Th182 - Testing of Multi-Omics System Vaccinology Approaches on Pertussis Vaccine Dataset

Thursday, June 26, 2025

7:30am - 7:45pm East Coast USA Time

AG

Aanya Gupta, Intern

Stanford University
San Jose, California, United States
Holden T. Maecker, Dr., PhD

Professor (Research)
Stanford University
Stanford, California, United States

Abstract Text: New algorithms MOFA and Stabl represent approaches that resolve issues in analyzing complex, heterogeneous datasets by isolating key biological features that explain variability and outcomes of subjects in a dataset. In this project, MOFA and Stabl were applied to data for pertussis vaccines (CMI-PB dataset) to predict the rankings of values for biological features at specific timepoints post-booster vaccination in 2023, using data from 2020-2022. The datasets included cell frequency, gene expression, cytokine and chemokine concentrations, antigen-specific antibody measurements, and T cell polarization and activation. MOFA used dimensionality reduction and ignored missing values to compute latent factors with weighted features, while Stabl filtered features with high missing values, implementing a KNN imputer before finding the most prominent features across models with different regularization strengths.
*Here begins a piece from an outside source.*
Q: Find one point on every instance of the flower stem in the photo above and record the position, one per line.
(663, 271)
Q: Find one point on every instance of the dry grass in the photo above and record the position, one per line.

Both effectively predicted IgG antibody levels against pertussis toxin on Day 14 with MOFA (Spearman correlation ⍴ = 0.387) identifying the baseline value, HSP90AB1, and RIPOR2 and Stabl (⍴ = 0.384) using CHI3L2, USF1, and interleukin-6. Additionally, Stabl (⍴ = 0.172) performed especially well in predicting frequency of Monocytes on Day 1, with monocytes and classical monocytes. Finally, MOFA (⍴ = 0.371) excelled on the difficult task of predicting Th1/Th2 (IFN-γ/IL-5) polarization ratio on Day 30, leveraging the baseline value, IgG against filamentous hemagglutinin (both of which Stabl highlighted as well), and interleukin-17A. Overall, our exploration provides guidance and displays the benefits of using MOFA and Stabl to find the best predictive cell subsets and features for understanding large immunological multi-omics data.